Os minutos iniciais da primeira parte foram de futebol aberto, de parte a parte, com ambas as equipas a tentarem chegar às balizas adversárias, com alguns remates perigosos que animaram o público.

O Marítimo, a precisar de pontos como de pão para a boca, não se encolheu e Beltrame testou os reflexos de Ricardo Batista que respondeu com uma grande defesa para canto.

Ambas as equipas foram apostando amiúde em passes logos, de forma a explorar a profundidade, obrigando as linhas defensivas a atenções redobradas para não serem apanhadas em contrapé.

O Marítimo teve algum ascendente e maior volume ofensivo, mas o Casa Pia soube defender-se e quando teve oportunidade respondeu bem.

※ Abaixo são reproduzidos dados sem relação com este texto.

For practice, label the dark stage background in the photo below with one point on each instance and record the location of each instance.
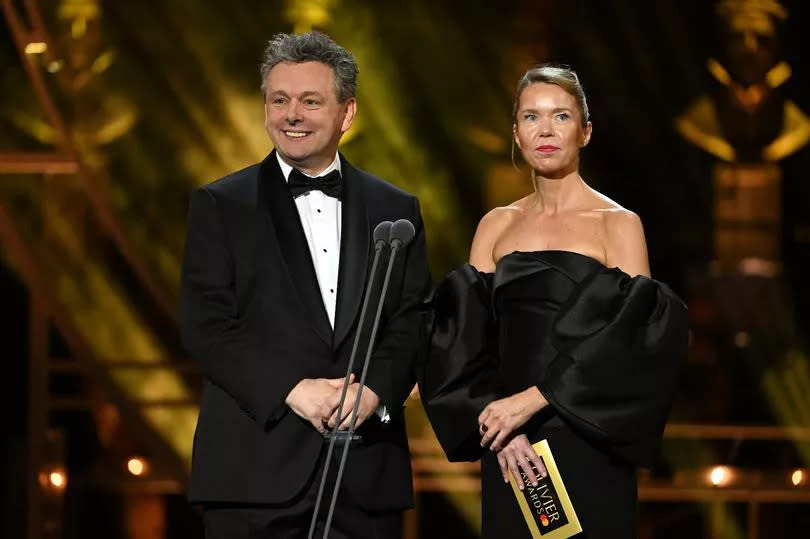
(133, 104)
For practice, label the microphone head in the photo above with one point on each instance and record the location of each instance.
(382, 232)
(402, 232)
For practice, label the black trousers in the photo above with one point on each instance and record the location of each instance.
(291, 520)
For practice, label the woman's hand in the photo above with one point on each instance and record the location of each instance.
(502, 417)
(518, 455)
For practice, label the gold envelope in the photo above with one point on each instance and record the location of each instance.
(546, 507)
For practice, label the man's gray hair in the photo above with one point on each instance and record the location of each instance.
(312, 47)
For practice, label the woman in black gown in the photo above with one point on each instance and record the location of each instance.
(555, 331)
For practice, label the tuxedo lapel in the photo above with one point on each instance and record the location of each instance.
(285, 223)
(355, 244)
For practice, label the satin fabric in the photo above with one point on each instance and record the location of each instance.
(605, 350)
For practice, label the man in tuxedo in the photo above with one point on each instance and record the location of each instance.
(276, 261)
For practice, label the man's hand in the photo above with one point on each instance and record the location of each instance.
(369, 402)
(315, 400)
(518, 453)
(502, 417)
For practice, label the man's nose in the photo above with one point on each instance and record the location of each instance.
(293, 114)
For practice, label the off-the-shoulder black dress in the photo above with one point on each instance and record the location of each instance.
(605, 349)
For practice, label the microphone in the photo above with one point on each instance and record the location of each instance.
(401, 233)
(382, 233)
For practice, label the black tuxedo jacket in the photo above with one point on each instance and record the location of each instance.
(253, 317)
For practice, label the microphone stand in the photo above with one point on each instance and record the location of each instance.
(402, 232)
(381, 235)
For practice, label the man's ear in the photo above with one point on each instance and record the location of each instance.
(351, 111)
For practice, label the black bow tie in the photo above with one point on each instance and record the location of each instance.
(331, 184)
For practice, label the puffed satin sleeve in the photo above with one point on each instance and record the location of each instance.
(457, 372)
(619, 345)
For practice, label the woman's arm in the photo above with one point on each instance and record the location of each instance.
(489, 230)
(626, 247)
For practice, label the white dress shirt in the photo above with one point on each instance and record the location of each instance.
(321, 219)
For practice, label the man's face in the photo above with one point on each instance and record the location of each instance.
(302, 114)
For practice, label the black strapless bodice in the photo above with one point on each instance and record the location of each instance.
(603, 348)
(528, 290)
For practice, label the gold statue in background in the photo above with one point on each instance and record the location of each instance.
(747, 122)
(747, 118)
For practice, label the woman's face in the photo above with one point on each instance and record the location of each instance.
(548, 130)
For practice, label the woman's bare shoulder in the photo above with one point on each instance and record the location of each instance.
(490, 228)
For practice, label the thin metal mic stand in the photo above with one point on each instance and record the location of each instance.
(382, 233)
(402, 232)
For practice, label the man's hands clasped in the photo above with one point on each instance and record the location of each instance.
(316, 400)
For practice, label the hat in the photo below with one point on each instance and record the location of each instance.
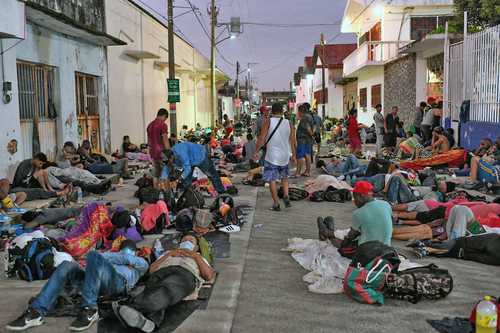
(362, 187)
(128, 244)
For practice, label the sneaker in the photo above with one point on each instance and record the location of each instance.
(30, 318)
(134, 318)
(286, 200)
(86, 318)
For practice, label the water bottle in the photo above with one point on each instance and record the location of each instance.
(79, 195)
(486, 316)
(158, 248)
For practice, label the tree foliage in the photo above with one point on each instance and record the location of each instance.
(480, 14)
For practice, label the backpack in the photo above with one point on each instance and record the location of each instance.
(368, 251)
(294, 193)
(341, 195)
(33, 262)
(430, 282)
(191, 198)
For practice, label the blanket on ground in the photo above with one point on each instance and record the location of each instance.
(453, 158)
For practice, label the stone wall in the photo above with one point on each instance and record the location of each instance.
(400, 88)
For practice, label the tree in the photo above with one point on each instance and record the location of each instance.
(480, 14)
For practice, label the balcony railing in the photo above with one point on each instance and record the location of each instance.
(371, 54)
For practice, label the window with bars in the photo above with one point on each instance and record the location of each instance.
(86, 95)
(36, 91)
(362, 98)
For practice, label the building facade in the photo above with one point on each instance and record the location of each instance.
(383, 30)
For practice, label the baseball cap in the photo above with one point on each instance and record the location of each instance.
(363, 187)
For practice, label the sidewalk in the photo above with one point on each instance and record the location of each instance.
(273, 297)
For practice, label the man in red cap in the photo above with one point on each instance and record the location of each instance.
(371, 221)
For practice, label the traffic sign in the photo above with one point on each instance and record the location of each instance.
(174, 93)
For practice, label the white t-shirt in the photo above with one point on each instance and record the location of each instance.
(278, 148)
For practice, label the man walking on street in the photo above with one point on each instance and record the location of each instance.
(158, 142)
(277, 136)
(379, 120)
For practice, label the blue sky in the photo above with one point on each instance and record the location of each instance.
(278, 51)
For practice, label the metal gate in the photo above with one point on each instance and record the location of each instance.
(87, 109)
(477, 78)
(37, 109)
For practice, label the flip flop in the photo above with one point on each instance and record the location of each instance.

Primeiro num remate perigoso de Soma, defendido por Marcelo Carné. Depois, a abrir o marcador, com Felippe, a aproveitar um erro defensivo individual de Vítor Costa, com o defesa a fazer um passe atrasado para o guarda-redes, mas que Felippe aproveitou para isolar-se, desviar-se do guarda-redes e atirar para a baliza.

A primeira parte terminou com vantagem para o Casa Pia, 1-0, que foi mais eficaz, apesar do Marítimo ter tido mais de 60% de posse de bola e ter maior domínio.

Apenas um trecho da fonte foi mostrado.